The alternative remains simpler and more immediate. If the Solana price cannot build above the nearby resistance, sellers may regain control. In that case, the market may revisit the mid-$80s first and then challenge $80. That downside path fits the current caution seen across crypto.
Solana Fundamentals Support Price Amid Pressure
Though the recent weakness is present, the underlying Solana has provided strengths in certain areas. As of the first quarter of 2026, the network had transacted 1.1 trillion. It also carried out 25.3 billion transactions and 3.78 million daily active addresses. Those figures indicate that there is continued high usage despite price turbulence.
ETF flows also provide support for the broader Solana story. Spot SOL ETF cumulative net inflows moved above $1 billion. Additionally, the week ending April 17 brought in $35.17 million, which marked the strongest weekly intake since February. That demand does not erase current risks, but it does show durable market interest.

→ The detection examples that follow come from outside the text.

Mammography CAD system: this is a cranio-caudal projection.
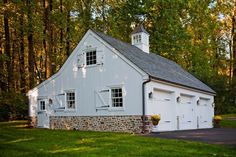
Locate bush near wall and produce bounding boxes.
[0,92,28,121]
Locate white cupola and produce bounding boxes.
[131,25,149,53]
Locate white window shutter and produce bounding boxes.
[77,53,85,68]
[97,50,105,65]
[95,89,110,110]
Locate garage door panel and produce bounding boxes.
[153,90,174,131]
[197,98,212,128]
[177,95,196,130]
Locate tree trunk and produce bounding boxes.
[3,0,13,91]
[48,0,55,76]
[43,0,49,79]
[27,0,35,88]
[0,36,7,93]
[231,7,236,105]
[60,0,63,55]
[66,11,70,57]
[19,12,26,93]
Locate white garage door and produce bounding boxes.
[153,90,175,131]
[177,95,197,130]
[197,98,213,128]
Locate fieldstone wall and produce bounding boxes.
[28,116,37,128]
[50,116,146,133]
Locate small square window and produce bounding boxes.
[66,91,75,109]
[39,100,46,111]
[111,88,123,107]
[86,51,97,65]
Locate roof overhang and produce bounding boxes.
[150,76,216,96]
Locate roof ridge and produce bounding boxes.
[91,29,215,94]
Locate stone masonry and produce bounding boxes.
[50,116,146,133]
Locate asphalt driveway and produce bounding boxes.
[149,128,236,146]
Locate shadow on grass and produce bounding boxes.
[0,121,236,157]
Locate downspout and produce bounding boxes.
[142,78,151,133]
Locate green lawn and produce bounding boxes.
[0,121,236,157]
[220,114,236,128]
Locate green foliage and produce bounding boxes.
[0,92,28,121]
[0,121,236,157]
[0,0,236,113]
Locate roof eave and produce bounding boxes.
[149,75,216,96]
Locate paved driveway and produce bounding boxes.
[149,128,236,146]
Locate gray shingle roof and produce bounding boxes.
[131,25,149,35]
[92,30,216,94]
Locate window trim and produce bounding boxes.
[38,99,46,111]
[85,49,98,67]
[109,86,125,111]
[64,89,77,111]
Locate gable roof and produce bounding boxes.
[92,30,216,94]
[131,25,149,35]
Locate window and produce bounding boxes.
[138,35,141,43]
[39,100,46,111]
[111,88,123,107]
[66,91,75,109]
[133,34,141,43]
[86,51,97,65]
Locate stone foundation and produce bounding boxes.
[28,116,37,128]
[50,116,147,133]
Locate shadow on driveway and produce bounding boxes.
[149,128,236,147]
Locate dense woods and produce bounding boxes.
[0,0,236,119]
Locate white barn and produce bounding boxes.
[28,26,216,133]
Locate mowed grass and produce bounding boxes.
[220,114,236,128]
[0,121,236,157]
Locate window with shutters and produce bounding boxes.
[111,88,123,108]
[39,100,46,111]
[66,91,75,109]
[86,50,97,65]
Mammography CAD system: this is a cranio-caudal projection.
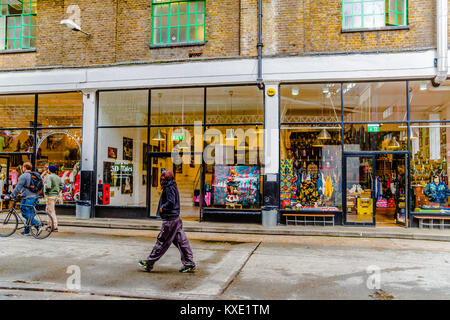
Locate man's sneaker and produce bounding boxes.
[178,266,195,273]
[138,260,152,272]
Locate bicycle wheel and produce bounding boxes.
[30,211,53,239]
[0,210,19,237]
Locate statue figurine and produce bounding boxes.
[423,175,450,204]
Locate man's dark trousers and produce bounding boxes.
[147,217,195,268]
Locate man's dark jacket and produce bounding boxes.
[158,181,180,220]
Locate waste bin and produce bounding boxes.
[75,200,91,219]
[262,207,278,227]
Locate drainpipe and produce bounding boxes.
[431,0,448,87]
[256,0,264,89]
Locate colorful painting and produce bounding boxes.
[212,166,261,208]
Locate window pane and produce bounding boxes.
[36,129,82,204]
[409,80,450,121]
[280,125,342,211]
[206,86,264,124]
[38,92,83,127]
[98,90,148,126]
[344,82,406,122]
[151,88,204,125]
[96,128,148,207]
[280,83,346,123]
[0,95,35,128]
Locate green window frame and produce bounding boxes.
[152,0,206,45]
[342,0,408,29]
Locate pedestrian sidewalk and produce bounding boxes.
[58,216,450,241]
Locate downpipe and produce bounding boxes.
[256,0,264,90]
[431,0,448,87]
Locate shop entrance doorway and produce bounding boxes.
[147,152,201,220]
[343,153,408,226]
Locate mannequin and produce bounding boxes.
[423,175,450,205]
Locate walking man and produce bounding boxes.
[138,170,195,272]
[5,162,41,235]
[44,165,64,231]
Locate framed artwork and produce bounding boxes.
[108,147,117,159]
[123,137,133,161]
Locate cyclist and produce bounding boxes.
[4,162,40,235]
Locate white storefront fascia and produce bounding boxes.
[0,50,442,94]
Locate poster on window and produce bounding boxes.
[120,163,133,194]
[123,137,133,161]
[212,165,261,208]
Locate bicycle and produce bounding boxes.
[0,195,53,240]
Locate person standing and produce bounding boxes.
[44,165,64,231]
[4,162,42,235]
[138,170,195,273]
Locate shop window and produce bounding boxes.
[36,129,81,204]
[409,80,450,122]
[410,123,450,212]
[0,95,35,128]
[206,86,264,124]
[280,125,342,211]
[38,92,83,127]
[343,82,407,122]
[0,130,34,153]
[97,128,148,207]
[151,88,204,126]
[98,90,148,126]
[152,0,205,45]
[344,123,408,152]
[0,0,37,52]
[280,83,347,123]
[204,126,263,210]
[342,0,408,29]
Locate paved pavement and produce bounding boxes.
[0,226,450,300]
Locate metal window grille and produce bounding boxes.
[152,0,205,45]
[342,0,407,29]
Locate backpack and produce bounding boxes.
[26,171,44,193]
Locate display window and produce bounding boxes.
[280,83,341,123]
[0,95,35,128]
[151,88,204,126]
[280,124,342,211]
[344,123,408,152]
[38,92,83,127]
[97,128,148,207]
[409,80,450,122]
[342,81,407,122]
[98,90,149,126]
[411,123,450,213]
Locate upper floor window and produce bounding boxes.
[0,0,37,51]
[342,0,408,29]
[152,0,205,45]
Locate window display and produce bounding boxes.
[280,126,342,211]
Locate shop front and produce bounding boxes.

Still, strong fundamentals do not always protect price in the short term. Markets often react first to liquidity shocks, macro fear, and leveraged positioning. Solana price now sits at the intersection of all three. Hence, traders may keep favouring caution until the chart improves.
Final Take
For now, the market has a clear framework. Support sits around $83 to $84, while resistance begins near $84.91 and strengthens toward $86.15 and $87.16. Above that, the low-$93 zone remains the larger breakout barrier. Below that, a loss of $83 could expose the Solana price to a swift move toward $80.